Designing file reader for multiple file formats/headers


I'm trying to design a Reader class, that would be able to read multiple file types (mostly binary representation of something). To get all the metadata from the file, it's going to use Header class which will somehow tell the Reader class size of the file header, (maybe through static field, idk) num bytes to read and pass to a header at the first read. Header class will parse a header accordingly, and will provide some abstract methods like std::size_t getChunkSize(). Then, header class will tell the reader number of bytes for each chunk of data. That what i have in mind. How can i properly represent this hierarchy or there is a better way to do this?


Solution

  • Generally implementing a generic Reader class for binary formats can be quite challenging.
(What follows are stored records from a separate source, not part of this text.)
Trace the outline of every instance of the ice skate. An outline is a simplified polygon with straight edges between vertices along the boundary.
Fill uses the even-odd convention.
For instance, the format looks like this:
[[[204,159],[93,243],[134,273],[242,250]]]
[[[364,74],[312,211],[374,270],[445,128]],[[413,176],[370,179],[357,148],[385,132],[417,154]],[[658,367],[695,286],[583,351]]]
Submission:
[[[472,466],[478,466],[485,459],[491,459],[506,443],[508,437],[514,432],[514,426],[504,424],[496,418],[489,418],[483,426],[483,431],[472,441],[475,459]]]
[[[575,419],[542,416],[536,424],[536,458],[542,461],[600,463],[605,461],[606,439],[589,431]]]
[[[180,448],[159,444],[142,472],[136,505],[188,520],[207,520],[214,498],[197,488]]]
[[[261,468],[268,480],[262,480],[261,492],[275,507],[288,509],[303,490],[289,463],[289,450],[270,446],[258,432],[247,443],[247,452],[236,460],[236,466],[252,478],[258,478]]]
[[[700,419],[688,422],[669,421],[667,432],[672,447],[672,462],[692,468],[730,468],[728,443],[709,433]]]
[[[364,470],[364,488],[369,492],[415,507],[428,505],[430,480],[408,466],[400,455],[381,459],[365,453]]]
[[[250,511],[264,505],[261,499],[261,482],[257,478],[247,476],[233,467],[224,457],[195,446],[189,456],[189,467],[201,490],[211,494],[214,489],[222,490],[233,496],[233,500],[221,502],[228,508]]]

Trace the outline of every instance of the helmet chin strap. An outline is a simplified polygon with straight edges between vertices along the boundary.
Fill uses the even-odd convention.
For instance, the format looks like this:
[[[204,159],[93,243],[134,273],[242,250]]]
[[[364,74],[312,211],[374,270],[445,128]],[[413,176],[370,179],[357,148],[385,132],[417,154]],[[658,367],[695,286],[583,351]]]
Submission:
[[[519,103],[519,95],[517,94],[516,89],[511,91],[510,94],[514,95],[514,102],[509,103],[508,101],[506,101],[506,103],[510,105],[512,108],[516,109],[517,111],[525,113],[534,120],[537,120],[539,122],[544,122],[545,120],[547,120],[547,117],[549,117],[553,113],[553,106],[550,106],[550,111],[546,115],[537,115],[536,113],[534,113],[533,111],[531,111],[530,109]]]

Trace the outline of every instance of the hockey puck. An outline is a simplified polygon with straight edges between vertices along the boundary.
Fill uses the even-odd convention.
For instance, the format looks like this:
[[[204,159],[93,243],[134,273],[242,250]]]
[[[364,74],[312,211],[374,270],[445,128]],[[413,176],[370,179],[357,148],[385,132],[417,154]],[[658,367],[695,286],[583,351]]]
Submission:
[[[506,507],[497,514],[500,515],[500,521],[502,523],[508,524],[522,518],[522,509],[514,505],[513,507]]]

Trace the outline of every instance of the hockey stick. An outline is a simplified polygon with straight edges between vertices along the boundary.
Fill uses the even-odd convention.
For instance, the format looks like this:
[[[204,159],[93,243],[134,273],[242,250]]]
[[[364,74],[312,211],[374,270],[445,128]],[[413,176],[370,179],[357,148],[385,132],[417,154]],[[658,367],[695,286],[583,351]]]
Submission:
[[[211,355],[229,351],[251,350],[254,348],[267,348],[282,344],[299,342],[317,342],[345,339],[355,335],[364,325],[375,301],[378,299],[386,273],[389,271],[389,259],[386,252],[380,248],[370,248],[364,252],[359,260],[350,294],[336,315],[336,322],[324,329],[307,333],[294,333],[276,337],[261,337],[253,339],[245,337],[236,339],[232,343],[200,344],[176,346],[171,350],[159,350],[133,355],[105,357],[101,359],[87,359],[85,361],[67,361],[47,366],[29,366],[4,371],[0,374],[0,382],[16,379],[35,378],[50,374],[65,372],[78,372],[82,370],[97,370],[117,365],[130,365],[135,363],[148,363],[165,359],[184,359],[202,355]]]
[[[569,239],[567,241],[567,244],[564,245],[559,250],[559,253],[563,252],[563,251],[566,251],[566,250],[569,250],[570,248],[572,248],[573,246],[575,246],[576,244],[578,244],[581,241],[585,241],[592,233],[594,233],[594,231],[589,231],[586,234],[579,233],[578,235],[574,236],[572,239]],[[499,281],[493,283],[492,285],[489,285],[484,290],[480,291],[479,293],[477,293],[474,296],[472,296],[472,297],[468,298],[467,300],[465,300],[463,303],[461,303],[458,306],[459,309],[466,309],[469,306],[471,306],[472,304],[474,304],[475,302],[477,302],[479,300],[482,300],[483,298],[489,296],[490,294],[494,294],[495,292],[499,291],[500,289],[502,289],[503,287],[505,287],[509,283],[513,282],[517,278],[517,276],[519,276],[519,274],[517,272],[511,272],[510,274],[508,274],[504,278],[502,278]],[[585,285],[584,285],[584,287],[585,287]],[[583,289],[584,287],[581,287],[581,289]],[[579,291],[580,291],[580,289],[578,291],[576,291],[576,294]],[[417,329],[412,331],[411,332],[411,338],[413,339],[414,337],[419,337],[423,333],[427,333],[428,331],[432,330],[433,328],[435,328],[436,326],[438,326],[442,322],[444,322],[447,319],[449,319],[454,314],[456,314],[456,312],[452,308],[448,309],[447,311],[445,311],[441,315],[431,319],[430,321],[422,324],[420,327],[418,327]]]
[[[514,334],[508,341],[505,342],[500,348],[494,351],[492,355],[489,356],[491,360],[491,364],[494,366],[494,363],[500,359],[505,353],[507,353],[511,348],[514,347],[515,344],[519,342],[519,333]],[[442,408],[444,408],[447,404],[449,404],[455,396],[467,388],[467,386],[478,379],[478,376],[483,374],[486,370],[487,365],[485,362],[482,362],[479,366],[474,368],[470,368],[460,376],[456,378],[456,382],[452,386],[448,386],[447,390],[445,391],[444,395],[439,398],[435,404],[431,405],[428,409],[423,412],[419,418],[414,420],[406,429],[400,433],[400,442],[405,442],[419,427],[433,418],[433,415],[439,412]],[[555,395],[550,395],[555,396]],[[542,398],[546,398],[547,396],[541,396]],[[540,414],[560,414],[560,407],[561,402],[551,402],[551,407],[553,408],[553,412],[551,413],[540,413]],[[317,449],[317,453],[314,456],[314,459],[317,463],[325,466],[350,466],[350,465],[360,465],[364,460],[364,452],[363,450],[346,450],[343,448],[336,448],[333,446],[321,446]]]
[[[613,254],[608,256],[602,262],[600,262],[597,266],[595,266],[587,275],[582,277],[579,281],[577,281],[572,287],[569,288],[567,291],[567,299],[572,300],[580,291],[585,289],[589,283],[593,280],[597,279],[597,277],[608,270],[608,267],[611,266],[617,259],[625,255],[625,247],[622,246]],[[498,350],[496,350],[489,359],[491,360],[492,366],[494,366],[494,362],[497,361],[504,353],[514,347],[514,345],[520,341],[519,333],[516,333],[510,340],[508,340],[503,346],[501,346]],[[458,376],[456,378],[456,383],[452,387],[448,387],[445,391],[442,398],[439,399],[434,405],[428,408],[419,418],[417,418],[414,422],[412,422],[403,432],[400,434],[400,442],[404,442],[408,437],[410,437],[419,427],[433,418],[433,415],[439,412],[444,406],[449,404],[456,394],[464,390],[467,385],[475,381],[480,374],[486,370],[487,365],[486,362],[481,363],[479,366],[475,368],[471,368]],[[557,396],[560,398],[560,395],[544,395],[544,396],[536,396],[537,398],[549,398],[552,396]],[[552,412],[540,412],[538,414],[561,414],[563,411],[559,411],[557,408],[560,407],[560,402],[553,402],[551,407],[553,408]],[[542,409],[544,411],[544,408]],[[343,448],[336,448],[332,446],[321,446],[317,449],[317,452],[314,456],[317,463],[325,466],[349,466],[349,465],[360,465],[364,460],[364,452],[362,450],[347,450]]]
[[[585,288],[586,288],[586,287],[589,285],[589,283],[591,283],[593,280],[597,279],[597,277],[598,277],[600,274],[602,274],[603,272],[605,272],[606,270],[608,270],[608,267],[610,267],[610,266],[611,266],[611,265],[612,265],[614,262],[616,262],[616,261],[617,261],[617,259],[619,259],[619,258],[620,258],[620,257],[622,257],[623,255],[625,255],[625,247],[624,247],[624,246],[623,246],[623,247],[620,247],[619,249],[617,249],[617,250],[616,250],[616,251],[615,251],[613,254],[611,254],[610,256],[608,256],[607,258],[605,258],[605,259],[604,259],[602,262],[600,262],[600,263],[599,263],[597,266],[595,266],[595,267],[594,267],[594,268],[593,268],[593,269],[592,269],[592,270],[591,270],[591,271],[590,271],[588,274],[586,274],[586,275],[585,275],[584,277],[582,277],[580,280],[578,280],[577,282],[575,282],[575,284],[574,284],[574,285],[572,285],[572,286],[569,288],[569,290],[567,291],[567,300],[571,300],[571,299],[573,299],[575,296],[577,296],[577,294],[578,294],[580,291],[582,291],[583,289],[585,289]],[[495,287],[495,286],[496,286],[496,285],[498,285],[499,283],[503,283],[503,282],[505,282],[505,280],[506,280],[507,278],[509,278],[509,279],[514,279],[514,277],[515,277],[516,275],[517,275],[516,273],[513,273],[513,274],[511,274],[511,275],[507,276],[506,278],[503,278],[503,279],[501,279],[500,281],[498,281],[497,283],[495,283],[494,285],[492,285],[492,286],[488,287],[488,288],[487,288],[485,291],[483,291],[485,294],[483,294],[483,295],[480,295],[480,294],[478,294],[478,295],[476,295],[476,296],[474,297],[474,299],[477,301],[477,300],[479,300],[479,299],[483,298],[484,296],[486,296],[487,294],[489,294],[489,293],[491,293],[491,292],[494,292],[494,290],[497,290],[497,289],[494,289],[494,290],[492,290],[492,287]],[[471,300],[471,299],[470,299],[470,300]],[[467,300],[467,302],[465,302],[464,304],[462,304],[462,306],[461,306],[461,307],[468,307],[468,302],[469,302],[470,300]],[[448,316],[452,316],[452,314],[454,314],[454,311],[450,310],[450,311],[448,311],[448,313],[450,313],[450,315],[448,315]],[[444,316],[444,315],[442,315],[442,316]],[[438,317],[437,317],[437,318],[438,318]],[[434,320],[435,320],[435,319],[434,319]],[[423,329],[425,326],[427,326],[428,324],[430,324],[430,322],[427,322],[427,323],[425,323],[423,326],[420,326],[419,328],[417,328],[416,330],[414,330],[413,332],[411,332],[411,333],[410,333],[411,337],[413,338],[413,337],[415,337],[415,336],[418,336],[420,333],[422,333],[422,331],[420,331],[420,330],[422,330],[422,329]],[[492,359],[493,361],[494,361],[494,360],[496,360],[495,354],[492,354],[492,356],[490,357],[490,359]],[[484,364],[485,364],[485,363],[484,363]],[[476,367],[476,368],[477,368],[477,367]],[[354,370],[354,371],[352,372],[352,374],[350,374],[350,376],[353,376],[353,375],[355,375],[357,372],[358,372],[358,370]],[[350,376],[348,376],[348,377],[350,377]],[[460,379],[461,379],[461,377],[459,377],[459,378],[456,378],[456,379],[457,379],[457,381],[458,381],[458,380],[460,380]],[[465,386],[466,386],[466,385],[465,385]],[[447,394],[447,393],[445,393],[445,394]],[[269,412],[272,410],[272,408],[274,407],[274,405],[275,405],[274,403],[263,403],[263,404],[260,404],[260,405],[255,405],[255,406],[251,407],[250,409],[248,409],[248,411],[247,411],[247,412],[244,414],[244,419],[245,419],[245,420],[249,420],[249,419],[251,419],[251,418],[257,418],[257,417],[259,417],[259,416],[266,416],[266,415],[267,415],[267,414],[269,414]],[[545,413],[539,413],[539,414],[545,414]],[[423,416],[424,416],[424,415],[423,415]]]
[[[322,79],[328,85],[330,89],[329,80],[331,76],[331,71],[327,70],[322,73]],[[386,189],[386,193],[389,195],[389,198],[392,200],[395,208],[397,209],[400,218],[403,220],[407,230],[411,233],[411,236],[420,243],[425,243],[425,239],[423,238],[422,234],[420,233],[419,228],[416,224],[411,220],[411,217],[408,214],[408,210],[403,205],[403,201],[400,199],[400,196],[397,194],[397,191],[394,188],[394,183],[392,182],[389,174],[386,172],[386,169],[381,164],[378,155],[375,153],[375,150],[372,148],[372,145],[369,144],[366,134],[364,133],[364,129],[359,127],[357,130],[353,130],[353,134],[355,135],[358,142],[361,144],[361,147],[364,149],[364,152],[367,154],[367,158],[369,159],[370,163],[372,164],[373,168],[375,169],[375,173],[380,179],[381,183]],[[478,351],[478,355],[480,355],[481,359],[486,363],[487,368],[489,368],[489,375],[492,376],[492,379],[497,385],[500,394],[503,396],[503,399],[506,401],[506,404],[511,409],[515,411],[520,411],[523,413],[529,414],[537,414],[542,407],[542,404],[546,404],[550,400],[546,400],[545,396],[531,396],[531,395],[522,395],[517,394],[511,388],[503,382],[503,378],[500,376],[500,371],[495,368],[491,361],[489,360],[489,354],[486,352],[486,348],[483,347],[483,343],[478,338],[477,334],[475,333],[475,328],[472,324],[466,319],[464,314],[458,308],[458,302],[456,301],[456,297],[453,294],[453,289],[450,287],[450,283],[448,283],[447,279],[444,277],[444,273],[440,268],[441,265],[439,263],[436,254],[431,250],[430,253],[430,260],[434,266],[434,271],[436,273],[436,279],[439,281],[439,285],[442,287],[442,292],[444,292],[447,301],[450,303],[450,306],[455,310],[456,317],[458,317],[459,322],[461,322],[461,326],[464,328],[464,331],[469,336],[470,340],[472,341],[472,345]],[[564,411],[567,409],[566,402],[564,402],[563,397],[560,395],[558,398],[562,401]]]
Since some file formats have variable length headers I would suggest to put the reading of the header completely into the Header class. Something like:

    struct Header {
     virtual size_t parse(uint8_t* buf, size_t len) = 0;
     virtual int getNumChunks() const = 0;
     virtual size_t getChunkSize(int chunk) = 0;
    }
    

    then in your Reader class you can have a read method which first parses the Header and then reads the rest of the file based on the chunk size. An offset method to get the start of the chunk would also be helpful for some file formats. Depending on the file formats you want to parse there may also be problems of actually determining the chunk size if there are no chunk headers and you have variable length arrays in those chunks for example. As such it would maybe be a better idea to also implement a Chunk class to read all the chunks.